E então nos fez realizar uma série de exercícios. Fechem os olhos e rolem os globos
oculares para cima o máximo possível. Esforcem-se para rolá-los completamente para olhar o
interior do próprio crânio. Sinta a aflição criada por esse exercício. Imaginem o que poderiam
ver se conseguissem rolar tanto os olhos. Valeu a pena e é certo aquilo que viram? De olhos
ainda fechados, equilibrem-se numa perna só. Esforcem-se para se manter completamente
imóveis. Encontrem um equilíbrio, não apenas do corpo, mas do espírito. Afastem da mente
todos os pensamentos sem valor e poderão se manter assim indefinidamente.

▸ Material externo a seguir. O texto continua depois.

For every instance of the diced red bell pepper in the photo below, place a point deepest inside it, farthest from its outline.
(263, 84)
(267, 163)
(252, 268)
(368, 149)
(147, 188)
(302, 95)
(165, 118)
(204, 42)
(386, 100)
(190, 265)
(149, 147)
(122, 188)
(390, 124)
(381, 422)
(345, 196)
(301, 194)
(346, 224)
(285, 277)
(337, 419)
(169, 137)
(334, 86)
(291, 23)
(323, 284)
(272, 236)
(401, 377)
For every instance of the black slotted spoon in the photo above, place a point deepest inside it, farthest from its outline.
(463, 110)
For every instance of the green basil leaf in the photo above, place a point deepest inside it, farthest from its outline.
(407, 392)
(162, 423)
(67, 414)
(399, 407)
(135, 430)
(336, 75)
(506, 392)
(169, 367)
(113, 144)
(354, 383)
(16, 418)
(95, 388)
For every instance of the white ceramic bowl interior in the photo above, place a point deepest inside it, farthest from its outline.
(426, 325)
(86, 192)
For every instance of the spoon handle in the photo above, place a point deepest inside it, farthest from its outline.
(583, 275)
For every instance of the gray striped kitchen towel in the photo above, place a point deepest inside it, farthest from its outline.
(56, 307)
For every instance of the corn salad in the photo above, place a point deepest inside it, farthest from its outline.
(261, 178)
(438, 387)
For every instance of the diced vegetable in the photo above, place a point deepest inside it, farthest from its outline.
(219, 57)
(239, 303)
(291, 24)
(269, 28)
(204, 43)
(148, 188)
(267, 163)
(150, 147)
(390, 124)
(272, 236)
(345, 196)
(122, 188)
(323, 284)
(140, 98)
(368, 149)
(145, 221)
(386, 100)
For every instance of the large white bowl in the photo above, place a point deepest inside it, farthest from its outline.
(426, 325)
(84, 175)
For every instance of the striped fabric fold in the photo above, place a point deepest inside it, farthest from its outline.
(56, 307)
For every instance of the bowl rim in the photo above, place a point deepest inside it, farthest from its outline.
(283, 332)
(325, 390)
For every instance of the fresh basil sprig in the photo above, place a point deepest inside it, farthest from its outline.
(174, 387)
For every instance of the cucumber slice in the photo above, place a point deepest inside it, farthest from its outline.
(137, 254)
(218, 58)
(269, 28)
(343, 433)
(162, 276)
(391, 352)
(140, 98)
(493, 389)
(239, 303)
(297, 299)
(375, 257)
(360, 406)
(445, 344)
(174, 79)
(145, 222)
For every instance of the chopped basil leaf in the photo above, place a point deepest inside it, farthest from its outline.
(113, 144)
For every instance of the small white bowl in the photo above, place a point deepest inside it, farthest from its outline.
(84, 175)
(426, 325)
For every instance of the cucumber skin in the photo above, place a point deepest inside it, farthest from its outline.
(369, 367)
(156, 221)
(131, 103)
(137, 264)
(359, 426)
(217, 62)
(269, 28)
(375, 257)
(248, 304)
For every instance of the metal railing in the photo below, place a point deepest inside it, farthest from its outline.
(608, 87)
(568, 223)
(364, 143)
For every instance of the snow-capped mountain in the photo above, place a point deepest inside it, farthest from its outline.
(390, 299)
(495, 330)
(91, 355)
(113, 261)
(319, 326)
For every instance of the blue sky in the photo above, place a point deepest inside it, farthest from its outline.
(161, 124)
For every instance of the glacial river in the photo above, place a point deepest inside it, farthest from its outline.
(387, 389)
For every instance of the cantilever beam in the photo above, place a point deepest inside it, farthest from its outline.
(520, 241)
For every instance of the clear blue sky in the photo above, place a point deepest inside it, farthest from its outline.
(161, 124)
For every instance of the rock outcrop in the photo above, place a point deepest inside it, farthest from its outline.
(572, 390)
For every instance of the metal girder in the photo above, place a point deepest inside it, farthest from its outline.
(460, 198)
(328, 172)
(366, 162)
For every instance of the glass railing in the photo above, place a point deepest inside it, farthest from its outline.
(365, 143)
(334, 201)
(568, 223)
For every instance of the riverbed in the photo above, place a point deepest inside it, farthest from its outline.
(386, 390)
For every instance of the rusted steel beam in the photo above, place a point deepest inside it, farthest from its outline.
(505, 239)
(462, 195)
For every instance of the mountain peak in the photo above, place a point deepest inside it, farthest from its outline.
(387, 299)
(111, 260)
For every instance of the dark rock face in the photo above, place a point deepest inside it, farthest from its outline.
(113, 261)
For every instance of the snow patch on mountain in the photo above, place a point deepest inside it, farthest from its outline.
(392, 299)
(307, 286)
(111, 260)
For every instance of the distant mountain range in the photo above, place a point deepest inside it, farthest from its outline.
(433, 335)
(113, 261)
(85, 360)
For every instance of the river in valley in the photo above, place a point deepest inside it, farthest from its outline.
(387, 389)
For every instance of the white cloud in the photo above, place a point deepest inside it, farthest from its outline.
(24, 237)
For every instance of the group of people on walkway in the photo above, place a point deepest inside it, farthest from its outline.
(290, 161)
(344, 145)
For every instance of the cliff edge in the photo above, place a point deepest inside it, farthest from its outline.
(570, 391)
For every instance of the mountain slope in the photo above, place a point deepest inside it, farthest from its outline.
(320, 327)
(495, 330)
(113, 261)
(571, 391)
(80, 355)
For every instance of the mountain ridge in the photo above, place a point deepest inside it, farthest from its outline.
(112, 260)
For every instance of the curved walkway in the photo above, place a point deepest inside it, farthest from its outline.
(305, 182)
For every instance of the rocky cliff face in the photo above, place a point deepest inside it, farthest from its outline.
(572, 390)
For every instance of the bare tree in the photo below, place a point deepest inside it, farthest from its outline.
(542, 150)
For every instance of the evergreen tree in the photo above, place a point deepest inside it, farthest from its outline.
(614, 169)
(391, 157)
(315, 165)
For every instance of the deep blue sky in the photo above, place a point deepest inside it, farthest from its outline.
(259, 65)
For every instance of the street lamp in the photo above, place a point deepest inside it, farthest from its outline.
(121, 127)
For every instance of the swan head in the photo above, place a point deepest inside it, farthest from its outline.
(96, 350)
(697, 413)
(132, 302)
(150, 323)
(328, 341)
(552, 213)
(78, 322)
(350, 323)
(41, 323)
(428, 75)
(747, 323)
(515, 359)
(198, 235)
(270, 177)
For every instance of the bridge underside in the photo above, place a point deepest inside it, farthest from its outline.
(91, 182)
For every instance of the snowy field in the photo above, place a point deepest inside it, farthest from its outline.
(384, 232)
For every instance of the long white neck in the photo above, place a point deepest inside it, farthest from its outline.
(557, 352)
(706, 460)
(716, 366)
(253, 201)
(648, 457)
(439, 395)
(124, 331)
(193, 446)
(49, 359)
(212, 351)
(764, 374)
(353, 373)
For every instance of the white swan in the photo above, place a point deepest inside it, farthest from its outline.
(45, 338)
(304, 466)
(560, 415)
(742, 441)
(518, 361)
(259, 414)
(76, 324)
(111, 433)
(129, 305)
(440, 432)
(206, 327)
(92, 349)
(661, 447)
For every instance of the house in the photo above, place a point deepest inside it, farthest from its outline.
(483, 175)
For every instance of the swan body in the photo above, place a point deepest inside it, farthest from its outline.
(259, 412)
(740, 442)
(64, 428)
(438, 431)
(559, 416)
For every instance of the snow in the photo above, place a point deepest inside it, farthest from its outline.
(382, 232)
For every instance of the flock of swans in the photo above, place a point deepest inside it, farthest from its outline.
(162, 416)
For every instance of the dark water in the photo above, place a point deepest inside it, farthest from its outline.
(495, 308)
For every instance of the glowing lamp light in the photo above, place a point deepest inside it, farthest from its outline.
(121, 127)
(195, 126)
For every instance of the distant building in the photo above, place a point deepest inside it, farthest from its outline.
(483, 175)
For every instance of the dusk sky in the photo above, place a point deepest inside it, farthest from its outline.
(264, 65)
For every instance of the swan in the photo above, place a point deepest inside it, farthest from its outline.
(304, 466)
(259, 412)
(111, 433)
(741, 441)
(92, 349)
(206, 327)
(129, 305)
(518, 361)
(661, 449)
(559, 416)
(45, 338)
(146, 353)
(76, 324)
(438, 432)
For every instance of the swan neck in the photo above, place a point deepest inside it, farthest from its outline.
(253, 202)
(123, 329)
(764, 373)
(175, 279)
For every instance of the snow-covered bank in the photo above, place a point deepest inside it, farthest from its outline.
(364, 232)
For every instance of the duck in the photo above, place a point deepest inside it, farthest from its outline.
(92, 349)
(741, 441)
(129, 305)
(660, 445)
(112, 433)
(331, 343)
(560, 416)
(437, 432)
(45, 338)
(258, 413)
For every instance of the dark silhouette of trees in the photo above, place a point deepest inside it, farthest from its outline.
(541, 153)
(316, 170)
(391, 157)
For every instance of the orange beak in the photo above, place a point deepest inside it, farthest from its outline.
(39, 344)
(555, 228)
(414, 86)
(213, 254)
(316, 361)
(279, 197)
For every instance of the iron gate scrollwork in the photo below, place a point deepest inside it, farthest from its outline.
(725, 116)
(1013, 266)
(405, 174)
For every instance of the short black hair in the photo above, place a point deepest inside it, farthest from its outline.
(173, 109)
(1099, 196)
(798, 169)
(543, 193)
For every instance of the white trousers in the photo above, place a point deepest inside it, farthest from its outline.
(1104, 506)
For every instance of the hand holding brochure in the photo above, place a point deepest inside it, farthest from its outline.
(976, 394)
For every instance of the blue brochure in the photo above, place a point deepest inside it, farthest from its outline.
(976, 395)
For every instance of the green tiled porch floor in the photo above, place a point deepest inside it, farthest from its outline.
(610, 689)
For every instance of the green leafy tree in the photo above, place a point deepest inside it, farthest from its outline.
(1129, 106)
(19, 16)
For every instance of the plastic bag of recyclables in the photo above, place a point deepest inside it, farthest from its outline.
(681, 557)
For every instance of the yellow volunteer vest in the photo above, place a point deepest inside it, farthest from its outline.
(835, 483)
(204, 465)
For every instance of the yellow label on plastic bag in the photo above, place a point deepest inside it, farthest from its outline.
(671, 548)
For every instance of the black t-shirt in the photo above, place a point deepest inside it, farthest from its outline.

Enquanto estávamos ali, sempre de olhos fechados, executando esses exercícios variados,
ele andava entre nós. Podia detectá-lo pelo som do açoite. “Concentre-se!”, ordenava, ou
“Tente, pelo menos, tente!”. Eu próprio senti o açoite ao menos quatro vezes nesse dia. Era
uma coisa trivial, pouco mais do que uma leve pancada, mas era desconcertante ser tocado
com um chicote, mesmo sem dor. Da última vez que caiu em cima de mim foi sobre o ombro, e
enrolou-se em torno do meu pescoço nu enquanto a ponta acertava o meu queixo. Estremeci,
mas consegui manter os olhos fechados e o meu equilíbrio precário sobre um joelho dolorido.
À medida que ele se afastava, eu podia sentir o lento gotejar de sangue quente se formando no
queixo.
Manteve-nos ali o dia inteiro, libertando-nos quando o sol tinha a forma de metade de uma
moeda de cobre no horizonte, e os ventos da noite começavam a se levantar. Nem uma vez nos
deixou parar para comida, água ou qualquer outra necessidade. Com um sorriso inflexível no
rosto, observou-nos passar diante dele em fila e, apenas quando tínhamos passado pela porta,
nos sentimos livres para cambalear e fugir pela escadaria abaixo.